Maroc : La grogne populaire monte d’un cran
La colère des Marocains n’est pas près de passer. Avec le chaos économique annoncé et les perspectives socio-économiques qui s’assombrissent, c’est le bouillonnement sur le front social et de nouvelles grèves et manifestations sont annoncées.
Ainsi, la Coordination nationale des enseignants de « la cellule 10 » au Maroc a exprimé son intention de reprendre ses mouvements de protestation en organisant un sit-in parallèlement à une grève nationale, les 17 et 18 janvier en cours. « La situation actuelle risque de provoquer plus de tensions », a indiqué la Coordination marocaine dans un communiqué, mettant en cause « le non aboutissement du dialogue sectoriel qui ne répond pas aux attentes les plus basiques du personnel de l’éducation ». La Coordination nationale des enseignants de « la cellule 10 » assure, en outre, que « la situation qui prévaut actuellement a gâché les opportunités de créer un climat de stabilité dans le secteur de l’éducation, en prêtant attention à ce qui peut améliorer les conditions du personnel de l’éducation ».
Tenant le ministère de l’Education pour responsable du climat de tension qui prévaut dans le secteur, la Coordination a condamné ce qu’elle a qualifié « d’atteinte aux conditions matérielles déjà détériorées des travailleurs du secteur, à travers des ponctions sur salaires dues à l’exercice de leur droit de grève ». Dans ce contexte, elle a exprimé « son rejet de l’emprisonnement et la multiplication des poursuites judiciaires contre les enseignants ». Les enseignants rejoignent ainsi dans la protesta, les étudiants qui maintiennent la pression depuis plusieurs semaines, pour dénoncer les nouvelles conditions de recrutement dans le secteur de l’éducation nationale jugées injustes. De leur côté, les professionnels des agences de voyages au Maroc poursuivent leurs actions de protestation contre la mesure de fermeture des frontières prolongée par le Makhzen, en investissant la rue afin de dénoncer cette décision ayant eu de « graves » conséquences sur le secteur. A l’appel de l’Association nationale des agences de voyages du Maroc (ANAVM), un sit-in des opérateurs de voyages a été organisé hier devant le siège du ministère du Tourisme à Rabat, afin d’alerter le régime du Makhzen sur les « énormes pertes matérielles et morales résultant de l’arrêt définitif de leurs activités en raison de la fermeture des frontières » qui vient d’être prolongée jusqu’à la fin du mois en cours.
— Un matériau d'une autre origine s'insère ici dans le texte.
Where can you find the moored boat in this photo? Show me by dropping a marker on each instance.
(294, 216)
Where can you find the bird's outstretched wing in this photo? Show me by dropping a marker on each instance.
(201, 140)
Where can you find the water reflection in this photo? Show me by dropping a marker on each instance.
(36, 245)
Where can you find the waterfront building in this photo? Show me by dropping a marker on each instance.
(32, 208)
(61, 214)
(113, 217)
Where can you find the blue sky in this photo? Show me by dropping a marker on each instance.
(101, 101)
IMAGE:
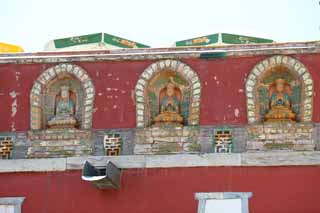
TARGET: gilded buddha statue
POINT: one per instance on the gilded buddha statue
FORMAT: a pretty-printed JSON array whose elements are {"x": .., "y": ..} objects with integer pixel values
[
  {"x": 169, "y": 107},
  {"x": 280, "y": 106},
  {"x": 64, "y": 111}
]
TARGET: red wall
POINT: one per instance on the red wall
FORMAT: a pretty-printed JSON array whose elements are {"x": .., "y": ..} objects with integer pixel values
[
  {"x": 223, "y": 82},
  {"x": 275, "y": 189}
]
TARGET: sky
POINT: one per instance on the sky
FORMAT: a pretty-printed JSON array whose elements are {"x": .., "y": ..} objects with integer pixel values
[{"x": 32, "y": 23}]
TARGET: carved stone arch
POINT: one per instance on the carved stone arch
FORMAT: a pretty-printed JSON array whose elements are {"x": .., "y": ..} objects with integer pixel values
[
  {"x": 183, "y": 70},
  {"x": 45, "y": 78},
  {"x": 296, "y": 68}
]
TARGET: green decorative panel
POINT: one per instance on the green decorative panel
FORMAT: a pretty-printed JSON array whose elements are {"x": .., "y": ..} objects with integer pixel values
[
  {"x": 240, "y": 39},
  {"x": 97, "y": 38},
  {"x": 121, "y": 42},
  {"x": 78, "y": 40},
  {"x": 199, "y": 41}
]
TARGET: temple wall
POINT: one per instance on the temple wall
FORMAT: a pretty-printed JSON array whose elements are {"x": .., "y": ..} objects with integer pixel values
[
  {"x": 275, "y": 189},
  {"x": 223, "y": 100}
]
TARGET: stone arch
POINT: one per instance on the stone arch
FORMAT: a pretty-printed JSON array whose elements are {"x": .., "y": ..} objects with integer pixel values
[
  {"x": 52, "y": 73},
  {"x": 296, "y": 68},
  {"x": 176, "y": 66}
]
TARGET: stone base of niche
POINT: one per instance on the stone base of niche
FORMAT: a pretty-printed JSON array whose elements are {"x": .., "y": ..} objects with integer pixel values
[
  {"x": 166, "y": 140},
  {"x": 280, "y": 136},
  {"x": 55, "y": 143}
]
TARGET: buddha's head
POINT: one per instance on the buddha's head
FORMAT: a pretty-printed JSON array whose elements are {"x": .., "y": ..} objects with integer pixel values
[
  {"x": 170, "y": 89},
  {"x": 65, "y": 92},
  {"x": 280, "y": 84}
]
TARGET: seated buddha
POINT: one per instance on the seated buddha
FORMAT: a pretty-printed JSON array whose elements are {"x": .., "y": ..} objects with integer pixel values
[
  {"x": 64, "y": 111},
  {"x": 280, "y": 106},
  {"x": 169, "y": 107}
]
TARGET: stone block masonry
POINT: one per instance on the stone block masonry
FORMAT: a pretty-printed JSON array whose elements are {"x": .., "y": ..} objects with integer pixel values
[
  {"x": 155, "y": 140},
  {"x": 280, "y": 136}
]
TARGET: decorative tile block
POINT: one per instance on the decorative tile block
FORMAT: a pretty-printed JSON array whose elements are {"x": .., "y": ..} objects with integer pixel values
[
  {"x": 6, "y": 147},
  {"x": 112, "y": 144},
  {"x": 222, "y": 141}
]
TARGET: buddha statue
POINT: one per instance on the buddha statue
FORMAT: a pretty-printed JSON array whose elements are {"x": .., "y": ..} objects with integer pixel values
[
  {"x": 169, "y": 107},
  {"x": 280, "y": 106},
  {"x": 64, "y": 110}
]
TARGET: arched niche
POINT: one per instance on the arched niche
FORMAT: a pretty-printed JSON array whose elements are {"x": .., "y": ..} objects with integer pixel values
[
  {"x": 46, "y": 87},
  {"x": 285, "y": 67},
  {"x": 187, "y": 85}
]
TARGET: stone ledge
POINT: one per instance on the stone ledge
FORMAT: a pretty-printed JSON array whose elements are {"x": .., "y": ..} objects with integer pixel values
[
  {"x": 162, "y": 53},
  {"x": 280, "y": 158}
]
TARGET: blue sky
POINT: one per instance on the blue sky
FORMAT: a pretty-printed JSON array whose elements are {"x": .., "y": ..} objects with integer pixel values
[{"x": 32, "y": 23}]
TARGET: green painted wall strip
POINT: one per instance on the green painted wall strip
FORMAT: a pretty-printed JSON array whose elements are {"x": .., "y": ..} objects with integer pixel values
[
  {"x": 97, "y": 38},
  {"x": 78, "y": 40},
  {"x": 121, "y": 42},
  {"x": 199, "y": 41},
  {"x": 240, "y": 39}
]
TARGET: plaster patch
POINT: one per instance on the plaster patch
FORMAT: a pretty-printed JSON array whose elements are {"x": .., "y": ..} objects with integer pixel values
[
  {"x": 13, "y": 94},
  {"x": 13, "y": 127},
  {"x": 236, "y": 112},
  {"x": 14, "y": 106}
]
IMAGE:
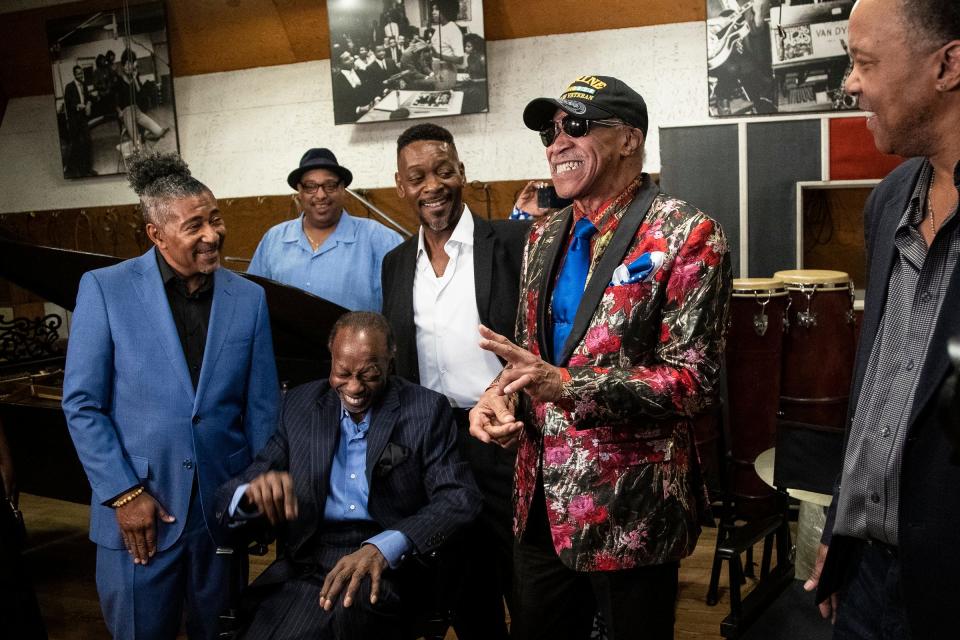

Selon des récentes statistiques fournies par les professionnels du tourisme au Maroc, entre 50 à 80 % des agences de voyages ont baissé le rideau durant ces deux dernières années, en raison de la pandémie et des mesures de riposte prise par le régime du Makhzen.
Le secteur du tourisme est d’ailleurs frappé de plein fouet par la crise qui a induit un chômage massif dans le secteur. La grogne touche aussi le secteur de la santé.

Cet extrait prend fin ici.